Health problems can also affect a man’s ability to have and enjoy sex. Conditions like atherosclerosis—a narrowing of the arteries—and diabetes can impede blood flow causing erectile dysfunction, says Spana. Medications used to treat these conditions can also cause sexual problems.
Men who have had a heart attack may avoid sex for fear it will trigger another attack, even if the chances of that occurring are practically nil. “The fear is always at the back of their minds,” says Dr. Bryan Villar, family medicine chair at Milford Memorial Hospital.
Does turning 50 mean an end to quality time under the sheets? Hardly. Many older adults retain their ability to enjoy sex well into old age.
“The belief that because they’ve reached menopause their sexual life is finished is not necessarily true,” says Moise. “I have patients in their 70s and 80s who are sexually active on a regular basis once or twice a week.”
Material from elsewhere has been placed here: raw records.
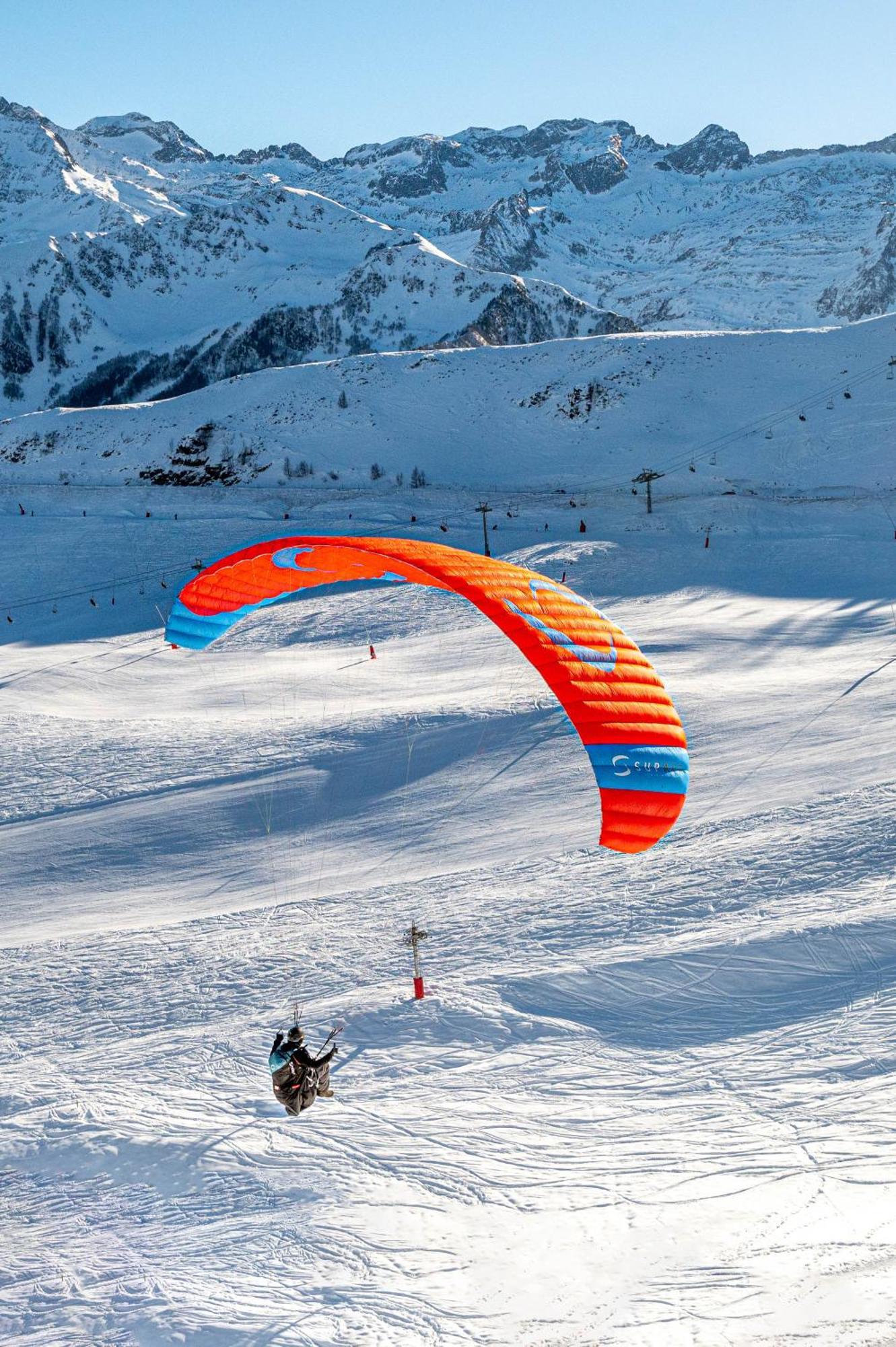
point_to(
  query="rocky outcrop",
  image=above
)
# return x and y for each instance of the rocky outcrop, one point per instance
(508, 239)
(708, 152)
(872, 292)
(514, 317)
(171, 143)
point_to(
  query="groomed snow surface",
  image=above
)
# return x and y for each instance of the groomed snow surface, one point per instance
(648, 1101)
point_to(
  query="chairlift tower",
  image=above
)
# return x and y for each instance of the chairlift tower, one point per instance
(648, 478)
(485, 508)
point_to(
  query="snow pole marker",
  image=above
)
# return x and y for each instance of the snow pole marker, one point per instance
(413, 940)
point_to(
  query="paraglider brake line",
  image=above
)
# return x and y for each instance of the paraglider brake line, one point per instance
(556, 729)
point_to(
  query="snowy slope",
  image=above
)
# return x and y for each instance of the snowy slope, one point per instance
(746, 409)
(649, 1098)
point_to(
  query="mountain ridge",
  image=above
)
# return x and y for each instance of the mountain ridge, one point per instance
(135, 263)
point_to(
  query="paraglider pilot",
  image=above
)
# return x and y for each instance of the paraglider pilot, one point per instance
(296, 1077)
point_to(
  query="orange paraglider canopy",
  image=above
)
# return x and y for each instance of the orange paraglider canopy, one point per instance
(610, 692)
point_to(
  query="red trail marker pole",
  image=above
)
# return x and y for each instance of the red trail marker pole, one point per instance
(413, 940)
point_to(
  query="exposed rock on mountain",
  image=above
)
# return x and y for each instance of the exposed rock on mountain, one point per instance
(508, 239)
(711, 150)
(137, 265)
(137, 134)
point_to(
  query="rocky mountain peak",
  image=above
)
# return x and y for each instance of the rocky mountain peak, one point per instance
(711, 150)
(508, 239)
(139, 134)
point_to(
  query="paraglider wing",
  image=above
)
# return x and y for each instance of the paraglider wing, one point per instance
(610, 692)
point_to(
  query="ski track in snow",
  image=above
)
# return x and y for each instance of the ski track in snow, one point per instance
(648, 1100)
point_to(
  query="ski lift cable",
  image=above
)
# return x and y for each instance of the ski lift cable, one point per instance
(771, 420)
(761, 424)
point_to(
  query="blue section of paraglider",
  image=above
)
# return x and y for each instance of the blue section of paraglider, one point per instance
(537, 584)
(603, 659)
(195, 631)
(285, 560)
(640, 767)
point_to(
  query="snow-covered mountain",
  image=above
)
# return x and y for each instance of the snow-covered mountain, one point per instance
(121, 280)
(133, 263)
(789, 412)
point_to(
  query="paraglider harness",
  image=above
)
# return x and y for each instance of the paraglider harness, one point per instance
(296, 1080)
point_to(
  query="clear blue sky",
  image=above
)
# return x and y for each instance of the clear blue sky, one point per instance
(245, 73)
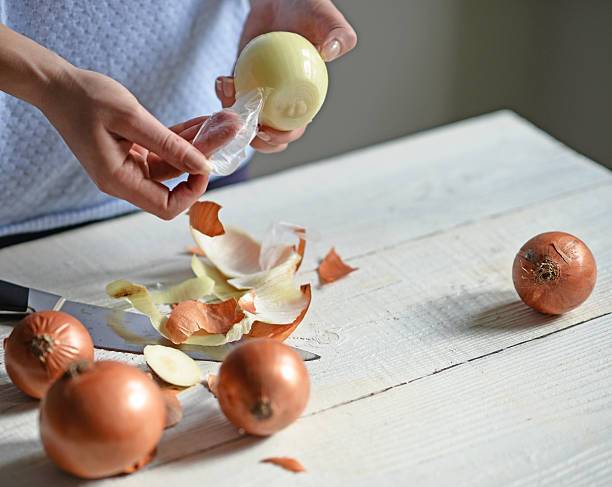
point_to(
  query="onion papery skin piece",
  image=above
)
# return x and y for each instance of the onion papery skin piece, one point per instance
(102, 419)
(554, 272)
(41, 347)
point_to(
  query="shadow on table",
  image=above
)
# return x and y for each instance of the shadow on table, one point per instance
(31, 468)
(504, 310)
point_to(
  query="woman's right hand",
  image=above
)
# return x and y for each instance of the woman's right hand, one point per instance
(125, 150)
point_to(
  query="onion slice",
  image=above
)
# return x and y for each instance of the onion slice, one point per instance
(172, 365)
(204, 217)
(332, 268)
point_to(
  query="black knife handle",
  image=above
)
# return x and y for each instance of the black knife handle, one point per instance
(13, 297)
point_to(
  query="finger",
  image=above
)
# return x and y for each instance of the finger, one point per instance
(225, 90)
(217, 131)
(145, 130)
(194, 122)
(277, 137)
(190, 133)
(265, 148)
(130, 184)
(159, 169)
(336, 36)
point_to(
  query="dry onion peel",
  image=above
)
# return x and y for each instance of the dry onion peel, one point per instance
(190, 317)
(235, 253)
(279, 242)
(332, 268)
(204, 217)
(139, 297)
(194, 288)
(221, 289)
(260, 329)
(172, 365)
(287, 463)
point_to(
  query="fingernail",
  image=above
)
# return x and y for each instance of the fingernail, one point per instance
(331, 50)
(228, 88)
(264, 136)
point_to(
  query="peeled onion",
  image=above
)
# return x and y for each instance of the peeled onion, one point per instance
(41, 347)
(554, 272)
(102, 419)
(262, 386)
(291, 73)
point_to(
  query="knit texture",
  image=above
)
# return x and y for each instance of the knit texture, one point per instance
(167, 53)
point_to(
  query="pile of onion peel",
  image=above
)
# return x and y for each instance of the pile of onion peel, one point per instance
(242, 288)
(287, 463)
(204, 217)
(554, 272)
(41, 347)
(332, 268)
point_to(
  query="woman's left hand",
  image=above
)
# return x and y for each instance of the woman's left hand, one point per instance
(319, 21)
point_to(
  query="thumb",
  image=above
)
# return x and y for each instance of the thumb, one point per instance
(335, 36)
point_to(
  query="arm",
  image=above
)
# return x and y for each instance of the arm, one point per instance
(125, 150)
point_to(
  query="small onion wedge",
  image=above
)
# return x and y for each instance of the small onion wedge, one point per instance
(172, 365)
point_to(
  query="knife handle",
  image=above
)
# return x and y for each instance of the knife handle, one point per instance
(13, 297)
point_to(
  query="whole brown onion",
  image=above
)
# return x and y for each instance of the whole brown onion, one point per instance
(554, 272)
(102, 419)
(41, 347)
(263, 386)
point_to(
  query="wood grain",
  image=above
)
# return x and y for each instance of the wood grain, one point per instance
(433, 230)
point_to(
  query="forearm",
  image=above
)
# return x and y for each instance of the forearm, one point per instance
(27, 69)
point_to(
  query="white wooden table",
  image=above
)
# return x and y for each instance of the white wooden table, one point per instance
(432, 372)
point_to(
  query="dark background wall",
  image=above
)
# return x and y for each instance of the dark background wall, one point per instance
(425, 63)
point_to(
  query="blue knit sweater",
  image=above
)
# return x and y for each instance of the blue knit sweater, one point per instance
(168, 53)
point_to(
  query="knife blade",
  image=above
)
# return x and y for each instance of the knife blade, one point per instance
(109, 328)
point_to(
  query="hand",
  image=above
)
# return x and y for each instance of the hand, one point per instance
(125, 150)
(319, 21)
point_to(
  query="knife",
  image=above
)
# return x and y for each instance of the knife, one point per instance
(110, 329)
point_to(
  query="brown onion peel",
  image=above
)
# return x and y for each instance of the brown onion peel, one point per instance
(262, 386)
(281, 332)
(554, 272)
(41, 347)
(204, 217)
(288, 463)
(332, 268)
(192, 317)
(102, 419)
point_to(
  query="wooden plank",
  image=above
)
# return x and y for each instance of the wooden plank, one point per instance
(360, 203)
(537, 414)
(381, 326)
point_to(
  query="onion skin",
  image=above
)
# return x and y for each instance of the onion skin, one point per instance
(263, 386)
(41, 347)
(554, 272)
(102, 419)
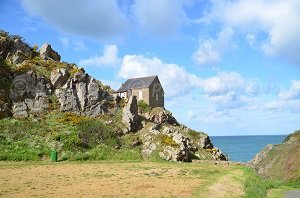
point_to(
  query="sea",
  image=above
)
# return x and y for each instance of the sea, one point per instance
(244, 148)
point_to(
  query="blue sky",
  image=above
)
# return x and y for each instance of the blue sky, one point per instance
(228, 67)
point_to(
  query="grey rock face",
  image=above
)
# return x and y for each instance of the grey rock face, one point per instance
(59, 77)
(180, 153)
(14, 49)
(46, 53)
(261, 155)
(130, 115)
(160, 116)
(218, 155)
(81, 94)
(205, 142)
(29, 94)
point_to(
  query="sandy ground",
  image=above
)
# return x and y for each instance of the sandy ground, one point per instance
(117, 179)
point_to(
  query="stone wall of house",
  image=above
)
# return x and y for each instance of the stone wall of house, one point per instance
(145, 94)
(156, 89)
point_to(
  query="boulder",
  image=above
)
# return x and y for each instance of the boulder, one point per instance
(205, 142)
(59, 77)
(29, 94)
(46, 53)
(130, 115)
(218, 155)
(262, 154)
(159, 115)
(81, 94)
(178, 153)
(14, 49)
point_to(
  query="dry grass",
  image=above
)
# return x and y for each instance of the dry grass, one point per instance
(119, 179)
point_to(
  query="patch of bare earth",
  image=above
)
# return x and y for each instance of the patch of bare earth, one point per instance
(227, 186)
(96, 180)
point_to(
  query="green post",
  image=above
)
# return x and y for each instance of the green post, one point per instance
(53, 156)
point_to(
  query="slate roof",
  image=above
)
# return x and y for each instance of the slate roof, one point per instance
(137, 83)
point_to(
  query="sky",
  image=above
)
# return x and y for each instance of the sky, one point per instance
(228, 67)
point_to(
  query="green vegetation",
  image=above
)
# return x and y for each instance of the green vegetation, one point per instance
(143, 106)
(282, 162)
(74, 137)
(256, 186)
(167, 141)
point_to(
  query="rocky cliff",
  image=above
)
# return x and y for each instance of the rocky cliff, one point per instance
(280, 161)
(35, 84)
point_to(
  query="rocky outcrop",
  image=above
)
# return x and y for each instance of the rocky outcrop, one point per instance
(13, 48)
(59, 77)
(80, 94)
(29, 94)
(47, 53)
(4, 105)
(281, 161)
(130, 116)
(179, 149)
(159, 115)
(262, 154)
(34, 89)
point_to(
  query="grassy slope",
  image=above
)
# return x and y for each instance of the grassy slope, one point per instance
(74, 137)
(283, 162)
(119, 178)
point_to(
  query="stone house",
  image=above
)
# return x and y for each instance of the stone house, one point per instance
(147, 88)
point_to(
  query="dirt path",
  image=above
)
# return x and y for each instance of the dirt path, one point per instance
(143, 179)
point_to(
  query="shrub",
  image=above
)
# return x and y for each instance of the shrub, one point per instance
(168, 141)
(93, 132)
(143, 106)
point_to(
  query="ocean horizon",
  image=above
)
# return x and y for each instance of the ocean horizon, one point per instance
(242, 148)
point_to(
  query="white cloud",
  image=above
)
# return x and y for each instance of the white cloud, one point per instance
(279, 20)
(292, 93)
(210, 51)
(109, 57)
(99, 19)
(79, 46)
(160, 17)
(174, 78)
(229, 90)
(65, 41)
(287, 99)
(191, 114)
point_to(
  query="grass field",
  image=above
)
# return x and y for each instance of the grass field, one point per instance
(131, 179)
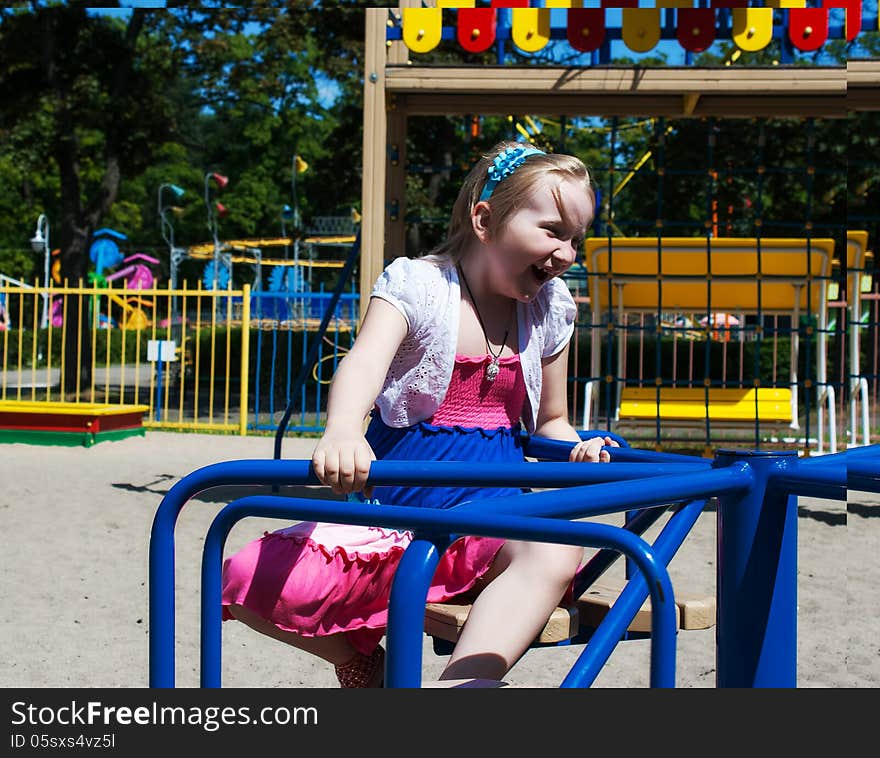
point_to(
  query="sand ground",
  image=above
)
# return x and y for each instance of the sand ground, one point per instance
(76, 531)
Experts stress that women—and their partners—need to know what happens to their libidos and bodies as they age and to embrace these changes as normal and natural.
“I think the media plays a role,” says Fan. “A lot of patients come in thinking there’s something wrong, that it’s a disease and we should have a cure for it.”
But many women find menopause to be a liberating experience—one that frees them to be more creative and to rethink their options. “A lot of women feel that that’s their second peak sexually when they get into menopause and lose those associated stresses,” says Whitney. “The minor physical aspects of it can be addressed really quickly and easily.”
Moreover, the hormonal changes that occur with age can bring a couple into a kind of sexual synchronization. “As men age they become better lovers because they slow down,” says Laino. “The act takes longer now and couples are closer to each another with respect to climaxing—if they climax.”